Emulation and cross-development for PowerPC
Avoid the cost of new hardware
Level: Introductory
Hollis Blanchard (hollisb@us.ibm.com), Software Developer, IBM
18 Jan 2005
This article introduces PowerPC emulation and cross-compiling for developers without access to real hardware. It is intended for developers familiar with computer architecture who own an x86-based workstation but are interested in experimenting with PowerPC.
Some developers may not have access to a PowerPC® Linux™ system to play with (although you can buy one for less than US$200 at the time of this writing). For the curious x86 Linux user, emulation is a convenient and inexpensive alternative. There are at least three open source PowerPC emulators available, two of which are quite new.

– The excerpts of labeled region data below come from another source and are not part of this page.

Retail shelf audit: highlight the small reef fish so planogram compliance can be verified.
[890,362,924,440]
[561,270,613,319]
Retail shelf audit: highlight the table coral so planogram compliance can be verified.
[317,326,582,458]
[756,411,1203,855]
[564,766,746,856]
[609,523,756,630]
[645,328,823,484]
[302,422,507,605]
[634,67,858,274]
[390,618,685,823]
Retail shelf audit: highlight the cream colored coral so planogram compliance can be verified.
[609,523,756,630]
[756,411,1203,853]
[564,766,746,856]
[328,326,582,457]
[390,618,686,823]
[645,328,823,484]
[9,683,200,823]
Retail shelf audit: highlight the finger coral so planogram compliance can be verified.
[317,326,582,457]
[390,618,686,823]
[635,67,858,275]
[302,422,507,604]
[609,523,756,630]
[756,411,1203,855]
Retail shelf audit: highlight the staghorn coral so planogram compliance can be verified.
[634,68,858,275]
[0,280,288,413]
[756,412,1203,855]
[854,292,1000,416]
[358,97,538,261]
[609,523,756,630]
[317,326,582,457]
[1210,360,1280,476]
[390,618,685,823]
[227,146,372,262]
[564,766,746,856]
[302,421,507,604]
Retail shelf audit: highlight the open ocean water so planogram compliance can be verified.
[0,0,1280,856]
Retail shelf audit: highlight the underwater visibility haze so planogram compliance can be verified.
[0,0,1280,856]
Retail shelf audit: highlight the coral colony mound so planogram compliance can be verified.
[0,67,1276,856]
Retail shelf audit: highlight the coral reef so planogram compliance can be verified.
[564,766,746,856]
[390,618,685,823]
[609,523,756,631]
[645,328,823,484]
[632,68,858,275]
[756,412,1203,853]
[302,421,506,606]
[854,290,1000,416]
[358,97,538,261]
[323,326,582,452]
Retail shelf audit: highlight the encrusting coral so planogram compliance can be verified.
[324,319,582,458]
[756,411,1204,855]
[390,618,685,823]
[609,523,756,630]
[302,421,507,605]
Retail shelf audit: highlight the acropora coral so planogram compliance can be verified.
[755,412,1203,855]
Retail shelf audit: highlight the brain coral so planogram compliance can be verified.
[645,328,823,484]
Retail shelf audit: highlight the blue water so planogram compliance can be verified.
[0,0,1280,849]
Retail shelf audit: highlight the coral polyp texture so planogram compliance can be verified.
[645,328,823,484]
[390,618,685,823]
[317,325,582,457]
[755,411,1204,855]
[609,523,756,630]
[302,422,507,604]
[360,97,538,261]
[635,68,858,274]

Some emulators, particularly those used by processor developers, are cycle-accurate, meaning that a particular instruction in a given context will take exactly as many cycles to run as it would on real hardware. These emulators emulate not just the instruction set, but also the internal pipelines and caches of the processor. They are particularly useful during development before real silicon exists, and they can also yield more insight into performance bottlenecks than can be gleaned from hardware performance counters. However, these emulators have some severe limitations. Because they document so much intellectual property and hardware tricks, their internals are almost never free for examination or modification. Instead, the processor designer will make binaries available, sometimes for no cost, often for a very restricted range of hosts. Another problem for higher-level software developers is that because they emulate large amounts of processor internals, they are very slow. Finally, they may not be as accurate as real hardware. For reasons of speed or complexity, even a cycle-accurate emulator can omit cache or IO emulation, yielding skewed results. They're probably pretty close for most situations, but the fact remains that an emulator is only emulating the hardware, and its behavior can diverge.
None of the emulators discussed here are cycle-accurate. In fact, they probably aren't even fully behavior-accurate. (When that happens, it's called a bug, and will usually end up being squashed... eventually).
Emulating user mode
One very convenient feature for the casual developer is user-mode
emulation. If an emulator emulates only the processor and IO (such as a
network device), a Linux kernel would need to be booted (and emulated)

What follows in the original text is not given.